[Tutor] arrangement of datafile

Tue Dec 17 20:17:22 CET 2013

Amrita Kumari wrote:

> Hi,
> 
> I am new in programming and want to try Python programming (which is
> simple and easy to learn) to solve one problem: in which
> I have various long file like this:
> 
> 1 GLY HA2=3.7850 HA3=3.9130
> 2 SER H=8.8500 HA=4.3370 N=115.7570
> 3 LYS H=8.7530 HA=4.0340 HB2=1.8080 N=123.2380
> 4 LYS H=7.9100 HA=3.8620 HB2=1.7440 HG2=1.4410 N=117.9810
> 5 LYS H=7.4450 HA=4.0770 HB2=1.7650 HG2=1.4130 N=115.4790
> 6 LEU H=7.6870 HA=4.2100 HB2=1.3860 HB3=1.6050 HG=1.5130 HD11=0.7690
> HD12=0.7690 HD13=0.7690 N=117.3260
> 7 PHE H=7.8190 HA=4.5540 HB2=3.1360 N=117.0800
> 8 PRO HD2=3.7450
> 9 GLN H=8.2350 HA=4.0120 HB2=2.1370 N=116.3660
> 10 ILE H=7.9790 HA=3.6970 HB=1.8800 HG21=0.8470 HG22=0.8470 HG23=0.8470
> HG12=1.6010 HG13=2.1670 N=119.0300
> 11 ASN H=7.9470 HA=4.3690 HB3=2.5140 N=117.8620
> 12 PHE H=8.1910 HA=4.1920 HB2=3.1560 N=121.2640
> 13 LEU H=8.1330 HA=3.8170 HB3=1.7880 HG=1.5810 HD11=0.8620 HD12=0.8620
> HD13=0.8620 N=119.1360
> ........................
> .......................
> 
> where first column is the residue number, what I want is to print
> individual atom chemical shift value one by one along with residue
> number.....for example for atom HA2 it should be:
> 
> 1 HA2=3.7850
> 2 HA2=nil
> 3 HA2=nil
> .....
> ............
> ..........
> 13 HA2=nil
> 
> similarly for atom HA3 it should be same as above:
> 
> 1 HA3=3.9130
> 2 HA3=nil
> 3 HA3=nil
> ...........
> ............
> ............
> 13 HA3=nil
> 
> while for atom H it should be:
> 1  H=nil
> 2  H=8.8500
> 3  H=8.7530
> 4  H=7.9100
> 5  H=7.4450
> ........
> 
> but in some file the residue number is not continuous some are missing (in
> between).

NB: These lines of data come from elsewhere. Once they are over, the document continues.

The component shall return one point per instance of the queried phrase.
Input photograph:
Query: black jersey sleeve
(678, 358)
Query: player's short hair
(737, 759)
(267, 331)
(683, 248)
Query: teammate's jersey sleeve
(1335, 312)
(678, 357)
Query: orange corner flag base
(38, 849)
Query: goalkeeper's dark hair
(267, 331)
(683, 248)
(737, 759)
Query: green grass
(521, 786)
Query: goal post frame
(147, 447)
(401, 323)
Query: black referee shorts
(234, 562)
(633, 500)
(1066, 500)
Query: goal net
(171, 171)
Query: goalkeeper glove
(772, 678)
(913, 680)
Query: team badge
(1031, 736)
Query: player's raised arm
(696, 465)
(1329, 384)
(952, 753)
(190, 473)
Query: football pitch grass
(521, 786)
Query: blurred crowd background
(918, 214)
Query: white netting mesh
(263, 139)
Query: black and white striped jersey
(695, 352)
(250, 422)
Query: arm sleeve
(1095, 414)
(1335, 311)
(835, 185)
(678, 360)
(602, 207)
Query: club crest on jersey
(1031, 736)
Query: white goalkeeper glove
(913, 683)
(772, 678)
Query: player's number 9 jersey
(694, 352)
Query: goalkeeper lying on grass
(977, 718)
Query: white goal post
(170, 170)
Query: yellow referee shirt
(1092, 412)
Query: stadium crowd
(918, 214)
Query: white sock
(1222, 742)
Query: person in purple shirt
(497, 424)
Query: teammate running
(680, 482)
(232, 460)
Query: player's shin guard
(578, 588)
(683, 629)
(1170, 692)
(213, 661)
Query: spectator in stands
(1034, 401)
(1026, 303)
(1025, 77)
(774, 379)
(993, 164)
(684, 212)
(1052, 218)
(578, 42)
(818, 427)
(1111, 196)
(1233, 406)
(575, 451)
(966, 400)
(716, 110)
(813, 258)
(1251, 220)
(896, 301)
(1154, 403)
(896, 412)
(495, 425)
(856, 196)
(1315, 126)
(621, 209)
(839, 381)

I want to write python code to solve this problem but don't know
> how to split the datafile and print the desired output. This problem is
> important in order to compare each atom chemical shift value with some
> other web-based generated chemical shift value. As the number of atoms in
> different row are different and similar atom are at random position in
> different residue hence I don't know to to split them. Please help to
> solve this problem.

You tell us what you want, but you don't give us an idea what you can do and 
what problems you run into.

Can you read a file line by line?
Can you split the line into a list of strings at whitespace occurences?
Can you extract the first item from the list and convert it to an int?
Can you remove the first two items from the list?
Can you split the items in the list at the "="?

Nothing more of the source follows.